For now, insurers and Medicare pay for limited use of the defibrillators in those patients who already have heart arrhythmias.

But use of the device in the wider group is under expedited review at the Food and Drug Administration, according to Dr. Arthur Moss of the University of Rochester Medical Center, who directed the study.

The study was paid for by the device's manufacturer, the Guidant Corporation. Dr. Moss said that the investigators insisted on autonomy, that they did not hold stock in the company, nor were they speakers for Guidant.

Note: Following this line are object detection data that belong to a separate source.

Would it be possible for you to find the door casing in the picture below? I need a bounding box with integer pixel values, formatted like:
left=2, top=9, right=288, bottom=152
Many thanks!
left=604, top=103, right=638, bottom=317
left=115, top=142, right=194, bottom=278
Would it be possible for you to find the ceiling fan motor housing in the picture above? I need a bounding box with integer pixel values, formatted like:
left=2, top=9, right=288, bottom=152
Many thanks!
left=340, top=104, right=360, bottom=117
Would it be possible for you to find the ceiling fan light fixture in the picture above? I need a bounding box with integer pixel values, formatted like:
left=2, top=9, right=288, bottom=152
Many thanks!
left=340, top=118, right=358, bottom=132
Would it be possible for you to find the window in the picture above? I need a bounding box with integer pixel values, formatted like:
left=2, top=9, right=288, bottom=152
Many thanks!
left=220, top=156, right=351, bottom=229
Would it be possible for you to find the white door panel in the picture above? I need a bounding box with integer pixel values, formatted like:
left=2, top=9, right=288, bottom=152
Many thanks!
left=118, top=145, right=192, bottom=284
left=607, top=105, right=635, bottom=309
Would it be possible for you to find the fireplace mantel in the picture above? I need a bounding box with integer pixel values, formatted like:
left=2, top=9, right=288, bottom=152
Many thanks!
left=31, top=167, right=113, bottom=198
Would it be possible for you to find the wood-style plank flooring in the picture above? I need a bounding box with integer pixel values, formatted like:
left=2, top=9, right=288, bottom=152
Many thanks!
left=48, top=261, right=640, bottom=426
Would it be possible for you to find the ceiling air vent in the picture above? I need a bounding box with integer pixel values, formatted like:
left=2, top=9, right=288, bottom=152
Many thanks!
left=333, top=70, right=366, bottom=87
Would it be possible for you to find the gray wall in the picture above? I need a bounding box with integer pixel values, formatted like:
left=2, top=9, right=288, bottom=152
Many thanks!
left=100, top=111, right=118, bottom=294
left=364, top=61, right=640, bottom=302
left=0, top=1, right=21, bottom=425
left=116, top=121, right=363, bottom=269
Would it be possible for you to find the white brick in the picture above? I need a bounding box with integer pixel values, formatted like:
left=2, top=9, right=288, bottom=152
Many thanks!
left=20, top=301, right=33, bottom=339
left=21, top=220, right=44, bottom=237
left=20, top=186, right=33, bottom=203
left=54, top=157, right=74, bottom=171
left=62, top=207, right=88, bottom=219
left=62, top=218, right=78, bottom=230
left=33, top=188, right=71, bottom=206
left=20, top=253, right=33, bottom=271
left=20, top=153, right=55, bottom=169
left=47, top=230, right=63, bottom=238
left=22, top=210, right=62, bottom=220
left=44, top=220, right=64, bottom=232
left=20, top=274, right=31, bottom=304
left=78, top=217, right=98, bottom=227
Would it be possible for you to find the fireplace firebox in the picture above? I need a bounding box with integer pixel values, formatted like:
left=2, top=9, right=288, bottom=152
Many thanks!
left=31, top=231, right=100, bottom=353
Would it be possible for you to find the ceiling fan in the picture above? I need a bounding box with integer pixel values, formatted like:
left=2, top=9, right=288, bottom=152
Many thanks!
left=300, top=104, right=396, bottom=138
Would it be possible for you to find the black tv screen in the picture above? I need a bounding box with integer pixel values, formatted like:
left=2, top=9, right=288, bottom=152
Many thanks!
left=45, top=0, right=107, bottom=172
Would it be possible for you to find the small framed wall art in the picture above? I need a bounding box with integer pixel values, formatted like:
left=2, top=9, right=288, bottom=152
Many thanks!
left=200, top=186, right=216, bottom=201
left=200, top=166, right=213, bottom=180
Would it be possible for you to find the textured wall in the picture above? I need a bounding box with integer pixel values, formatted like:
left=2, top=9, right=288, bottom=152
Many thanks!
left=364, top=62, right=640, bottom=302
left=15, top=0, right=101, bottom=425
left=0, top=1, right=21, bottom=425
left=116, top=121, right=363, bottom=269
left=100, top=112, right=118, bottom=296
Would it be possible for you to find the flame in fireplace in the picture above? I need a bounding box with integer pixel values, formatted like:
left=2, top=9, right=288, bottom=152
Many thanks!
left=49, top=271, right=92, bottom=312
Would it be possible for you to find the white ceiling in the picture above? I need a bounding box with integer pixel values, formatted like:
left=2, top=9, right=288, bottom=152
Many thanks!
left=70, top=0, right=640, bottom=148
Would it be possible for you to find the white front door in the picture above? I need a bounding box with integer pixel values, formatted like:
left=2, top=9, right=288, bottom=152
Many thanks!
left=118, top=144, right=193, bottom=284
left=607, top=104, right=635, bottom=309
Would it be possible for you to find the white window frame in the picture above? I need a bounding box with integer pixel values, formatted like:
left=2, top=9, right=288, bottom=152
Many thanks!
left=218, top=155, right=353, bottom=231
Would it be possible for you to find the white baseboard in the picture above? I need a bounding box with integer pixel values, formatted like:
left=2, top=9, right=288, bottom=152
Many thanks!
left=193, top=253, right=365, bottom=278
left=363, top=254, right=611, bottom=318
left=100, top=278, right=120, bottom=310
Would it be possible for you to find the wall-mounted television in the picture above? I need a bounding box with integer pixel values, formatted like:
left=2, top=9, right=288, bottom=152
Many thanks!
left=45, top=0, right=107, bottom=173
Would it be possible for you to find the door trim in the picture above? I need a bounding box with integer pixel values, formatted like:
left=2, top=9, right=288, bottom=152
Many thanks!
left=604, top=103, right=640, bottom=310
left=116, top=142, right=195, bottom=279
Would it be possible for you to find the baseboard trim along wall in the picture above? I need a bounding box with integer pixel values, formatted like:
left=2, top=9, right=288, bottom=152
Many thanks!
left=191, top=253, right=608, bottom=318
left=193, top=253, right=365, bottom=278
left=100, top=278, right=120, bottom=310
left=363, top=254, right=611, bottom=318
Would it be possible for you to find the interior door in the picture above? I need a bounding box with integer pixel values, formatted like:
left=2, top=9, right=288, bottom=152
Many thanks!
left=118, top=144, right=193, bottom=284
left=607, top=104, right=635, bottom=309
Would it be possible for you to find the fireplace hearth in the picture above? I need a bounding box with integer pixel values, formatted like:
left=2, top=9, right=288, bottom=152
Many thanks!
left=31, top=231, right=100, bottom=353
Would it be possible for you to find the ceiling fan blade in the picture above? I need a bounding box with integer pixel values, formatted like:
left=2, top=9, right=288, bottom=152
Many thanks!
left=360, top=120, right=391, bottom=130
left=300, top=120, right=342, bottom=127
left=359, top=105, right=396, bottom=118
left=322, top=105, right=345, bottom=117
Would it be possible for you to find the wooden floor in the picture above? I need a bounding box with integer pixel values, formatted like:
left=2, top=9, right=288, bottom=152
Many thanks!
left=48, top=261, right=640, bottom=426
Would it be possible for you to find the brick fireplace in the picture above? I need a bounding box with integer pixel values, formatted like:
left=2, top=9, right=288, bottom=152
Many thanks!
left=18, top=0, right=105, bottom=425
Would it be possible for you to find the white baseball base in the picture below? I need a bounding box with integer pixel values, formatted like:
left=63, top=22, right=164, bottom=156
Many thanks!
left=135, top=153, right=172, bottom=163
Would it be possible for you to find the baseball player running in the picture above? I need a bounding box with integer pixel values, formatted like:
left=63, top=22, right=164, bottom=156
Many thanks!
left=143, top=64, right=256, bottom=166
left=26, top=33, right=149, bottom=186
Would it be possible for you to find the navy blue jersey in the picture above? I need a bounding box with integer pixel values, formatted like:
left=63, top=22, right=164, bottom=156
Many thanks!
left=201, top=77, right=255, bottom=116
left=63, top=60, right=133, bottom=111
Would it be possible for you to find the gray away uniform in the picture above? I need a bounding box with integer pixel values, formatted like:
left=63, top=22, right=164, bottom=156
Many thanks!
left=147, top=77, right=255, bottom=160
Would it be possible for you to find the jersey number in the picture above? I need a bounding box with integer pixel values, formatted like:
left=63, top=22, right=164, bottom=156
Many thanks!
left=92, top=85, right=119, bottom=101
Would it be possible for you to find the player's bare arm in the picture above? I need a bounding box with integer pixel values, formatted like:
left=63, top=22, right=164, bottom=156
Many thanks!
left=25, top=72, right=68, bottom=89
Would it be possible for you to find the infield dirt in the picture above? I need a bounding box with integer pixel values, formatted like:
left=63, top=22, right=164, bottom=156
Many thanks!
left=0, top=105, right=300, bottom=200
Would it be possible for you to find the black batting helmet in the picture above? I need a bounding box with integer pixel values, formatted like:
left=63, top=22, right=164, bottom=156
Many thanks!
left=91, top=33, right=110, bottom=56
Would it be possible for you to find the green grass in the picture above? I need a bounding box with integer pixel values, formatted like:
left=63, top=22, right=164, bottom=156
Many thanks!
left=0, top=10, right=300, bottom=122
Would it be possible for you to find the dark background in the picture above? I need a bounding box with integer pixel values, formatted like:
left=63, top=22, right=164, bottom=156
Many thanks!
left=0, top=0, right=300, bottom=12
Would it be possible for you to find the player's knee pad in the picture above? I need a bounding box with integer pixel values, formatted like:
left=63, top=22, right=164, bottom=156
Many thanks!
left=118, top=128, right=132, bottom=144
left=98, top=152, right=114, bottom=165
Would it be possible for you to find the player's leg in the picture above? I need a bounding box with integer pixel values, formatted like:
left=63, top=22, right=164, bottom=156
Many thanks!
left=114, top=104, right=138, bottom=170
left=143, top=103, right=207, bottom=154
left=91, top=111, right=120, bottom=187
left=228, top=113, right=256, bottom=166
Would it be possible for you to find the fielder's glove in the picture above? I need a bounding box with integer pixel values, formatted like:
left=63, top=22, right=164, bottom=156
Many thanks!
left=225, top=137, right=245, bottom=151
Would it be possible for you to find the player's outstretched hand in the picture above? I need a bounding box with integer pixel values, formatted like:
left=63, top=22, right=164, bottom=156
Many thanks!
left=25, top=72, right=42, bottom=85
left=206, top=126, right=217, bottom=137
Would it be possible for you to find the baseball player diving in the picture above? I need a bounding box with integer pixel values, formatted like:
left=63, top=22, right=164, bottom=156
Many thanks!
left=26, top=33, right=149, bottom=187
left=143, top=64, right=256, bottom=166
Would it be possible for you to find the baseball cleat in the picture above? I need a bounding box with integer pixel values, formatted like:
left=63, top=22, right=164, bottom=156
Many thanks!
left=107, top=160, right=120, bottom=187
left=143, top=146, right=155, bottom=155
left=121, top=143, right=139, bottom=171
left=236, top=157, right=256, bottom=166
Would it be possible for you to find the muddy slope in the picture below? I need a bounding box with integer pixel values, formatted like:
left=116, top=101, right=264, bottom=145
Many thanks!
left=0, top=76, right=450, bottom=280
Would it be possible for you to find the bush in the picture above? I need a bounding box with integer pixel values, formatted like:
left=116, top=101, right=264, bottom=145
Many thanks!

"What are we going to do when the phones start ringing off the hook?" asked Dr. Michael Lauer, a cardiologist at the Cleveland Clinic Foundation who directs clinical research in the department of cardiovascular medicine there.

Even the specialists who implant the devices, electrophysiologists, are in short supply. Dr. Zipes, an electrophysiologist, said that at least twice as many doctors like himself would be needed to handle the patient load.

It is, said medical specialists, a portent of issues to come and it raises questions about the cost of medicine for which society has, as yet, no answers.

"This is only one example of many that we will be seeing in the coming years where there are very, very effective and very, very expensive new treatments," said Dr. Alan Garber, an internist and economist at Stanford University. "Does that mean we should put the brakes on this procedure? The broader question is, Can we as a society afford to pay?"

In this case, much of the cost burden is likely to fall on Medicare, because most people with serious heart attacks are elderly. But that adds enormous costs to a publicly financed program with a fixed amount of money to spend.

Dr. Sean Tunis, who directs the coverage and analysis group for the Centers for Medicare and Medicaid Services, a federal agency that runs the programs, said that Medicare was likely to consider national coverage for the new use of implantable defibrillators. Medicare, he said, pays for technologies that are "clinically effective."

So far, cost has not been a factor in Medicare decisions, Dr. Tunis said, though Medicare is not legally prevented from considering it. But, he noted, Medicare's budget is fixed.

"As money for some particular service is increased, it may be that it causes a reduction in payments for other services," he said. "It is not necessarily that the pie expands."

Dr. Moss said that all 1,232 patients in the study had a heart-pumping function that was less than half of normal; they were also already being treated with the only drugs known to prolong their lives, beta- blockers and angiotensin converting enzyme inhibitors, also known as ace inhibitors. But neither addressed the arrhythmia problem.

"The heart fails in one of two ways," Dr. Moss said. "There can be a disastrous electrical catastrophe, an arrhythmia leading to sudden death. Or it can dwindle away," with increasingly feeble blood-pumping efforts, causing a slow death from heart failure.

"Up until now, the only treatment was for the mechanical problem — that's what beta blockers and ace inhibitors did," Dr. Moss said.

Some cardiologists are asking if the price for defibrillators might fall with wider use. Dr. Zipes said that one way to lower the price might be for manufacturers to make simpler devices, "a Volkswagen rather than a Rolls-Royce," he said.

But Dr. Garber said the devices were inherently costly.

"They represent extremely sophisticated technology that has to be completely reliable," he said. "I think they will remain expensive."

Dr. Faxon said it should be possible to identify heart attack patients who fit the study criteria but who are more likely than others to be helped by the devices. That might enable doctors to restrict defibrillators to a somewhat smaller group. But that requires more research and, for now, there is no way of choosing those who should — and those who should not — get defibrillators.

Dr. Zipes said he planned to implant defibrillators in patients who should be helped and argue with their insurers later.

"Very honestly, if it were I or my father or a loved one, I'd want them to get it," he said.